How we got here
At General Conference 2016, the floor of General Conference passed a resolution asking the Bishops to create a plan to address (“once and for all” I heard it said) the debate over LGBTQ inclusion in The United Methodist Church. Some perhaps hoped it would be a plan of schism, probably one of the two written by Rev. Keith Boyette (1,2), now head of the Wesleyan Covenant Association.
But then the Bishops proposed the “A Way Forward” process that we know today. A group of laity and clergy, handpicked by the regional colleges of Bishops, would study the topic for two years, then provide recommendations to the full Council of Bishops. The Bishops would then be authorized to present legislation to a special session of General Conference solely dedicated to the Bishop’s legislation, coming at the end of February 2019.
The Committee on A Way Forward presented its work to the bishops this week in private, executive session. That means it is almost to the point when the future of United Methodism lies in the bishop’s hands.
When that happens, there are two critical factors that the average Methodist needs to know about—and of which the bishops need to take heed.
Conservatives are Trained to Distrust Bishops
The deck is stacked against the bishops by the conservative evangelical wing of the UMC.
Years of manufacturing distrust and trafficking in outrage have planted seeds of distrust in the Episcopacy. By their action and admittance, conservative evangelicals have stacked the deck against a proposal by the Bishops getting a fair hearing.
The Vice President of Good News Movement, and a member of the Commission on a Way Forward, reflected in a comment on this blog after General Conference 2016 that the last region of United Methodism that conservatives do not control is the Bishops:
Tom Lambrecht (2016): Conservatives have controlled the legislative branch of General Conference. At times, we have also had a majority of the Judicial Council. But at least since 1996, the progressives have controlled the Council of Bishops. Today, I can say with confidence that there are only about 8-10 annual conferences that are presided over by a conservative bishop.
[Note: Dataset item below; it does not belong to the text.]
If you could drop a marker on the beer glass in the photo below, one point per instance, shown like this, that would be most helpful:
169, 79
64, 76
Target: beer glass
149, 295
Whole swaths of the church in the Northeast, North Central, and West have not seen a conservative bishop in 30 years or more. In the annual conferences is where the rubber meets the road, and there in many places progressives or left-leaning centrists have been in control for many years…The short summary is that conservatives have never been in a position to govern the church since 1968.
Conservatives have cemented into their consciousness the belief that the bishops are not to be trusted. Conservative leaders have in the past utilized fringe groups to do the dirty work of this undermining of authority. For years, sites like UMBishopWatch and UCM Page collected extreme rhetoric against the episcopacy. Their writings and audiences found natural affiliation with the conservative evangelicals who parroted “polite” versions of the distrust on Renewal Group blogs and periodicals.
In short, Conservative Evangelicals, despite prevailing on the hard line of clergy trials for decades, believe the bishops do not have their best interests at heart, and the seeds of distrust are ready to bloom this year.
Progressives Have Experienced Harm at the Hands of Bishops
For all the conservative groups’ manufactured ire, they have not been on the receiving end of the Episcopacy nearly as much as progressives have.
Reconciling Ministries Network has a partial list of clergy trials on their website, dating back to Gene Leggett in 1971 before there was even officially language against LGBTQ persons on the books. In every quadrennium since 1996, progressive clergy have been on trial for officiating marriages of their congregants equally, and LGBTQ clergy have been on trial for refusing to divorce their same-gender spouses to keep their jobs. These are a fraction of the actual complaints and (un)just resolutions, many of which conclude without public discussion.
It’s not just the Bishops, but also their handpicked members of Annual Conference Boards of Ordained Ministry. It doesn’t take much: A Bishop placing just one Defender of the Faith on an interviewing committee can sink a progressive clergy candidate. I had two (!!) myself when I was interviewing for Provisional Membership and only overcame their incredible efforts due to privilege and what I can only call the influence of the Holy Spirit.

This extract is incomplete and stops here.